Per dare un’interpretazione accurata al monologo finale de Il Grande Dittatore, lo scrittore più attento deve concentrare la sua attenzione non solo al contesto storico nel quale Chaplin riuscì a pronunciare questi concetti rischiosi, ma in maniera più focalizzata a quanto successe all’attore negli ultimi anni della sua carriera prima dell’ascesa nel Nazionalsocialismo. Condividendo Chaplin e Adolf Hitler un’inquietante coincidenza – i due grandi volti del ‘900 erano infatti coetanei, i compleanni si distanziavano per soli quattro giorni di distanza, l’attore nato il 16 aprile 1889 in una località dell’Inghilterra tutt’ora messa in dubbio, lo statista il 20 aprile a Braunau am Inn, in Austria – le due personalità, che a modo loro risultarono come i personaggi più influenti del secolo scorso, per motivi da una parte più spensierati, dall’altra profondamente tragici, erano collegati da un filo conduttore che per il britannico significava qualcosa di storicamente significante che lo mise in una posizione di responsabilità, nei confronti della storia e del cinema.

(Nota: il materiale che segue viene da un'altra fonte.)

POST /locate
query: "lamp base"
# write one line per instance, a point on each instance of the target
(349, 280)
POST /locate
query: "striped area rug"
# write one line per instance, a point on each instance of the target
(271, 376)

Il Grande Dittatore infatti uscì in un momento della Seconda Guerra Mondiale in cui le potenze globali erano in procinto di entrare nel vivo dello scontro bellico e i campi di sterminio stavano perfezionando il loro funzionamento minuziosamente studiato – dettaglio questo di cui Chaplin era allo scuro: si conosceva l’esistenza dei campi, ma per stessa ammissione dell’attore “non mi sarei mai permesso di scherzarci sopra se avessi saputo cosa succedeva al loro interno” – e non avendo l’opinione pubblica un ago della bilancia che mantenesse l’equilibrio o fornisse un punto di vista più realista sulla situazione, gli americani erano ancora estranei al conflitto europeo, sostenendo che avrebbero dovuto starci attentamente alla larga, ma non per Chaplin. Sentendosi coinvolto personalmente in quanto stava accadendo, con un fratellastro ebreo, delle origini zingare, la madrepatria in guerra e una coincidenza così significativa che lo legava ad Hitler, l’attore oramai sulla via dell’esilio si mise al lavoro sin dal 1938 per costruire la sua satira politica più rischiosa.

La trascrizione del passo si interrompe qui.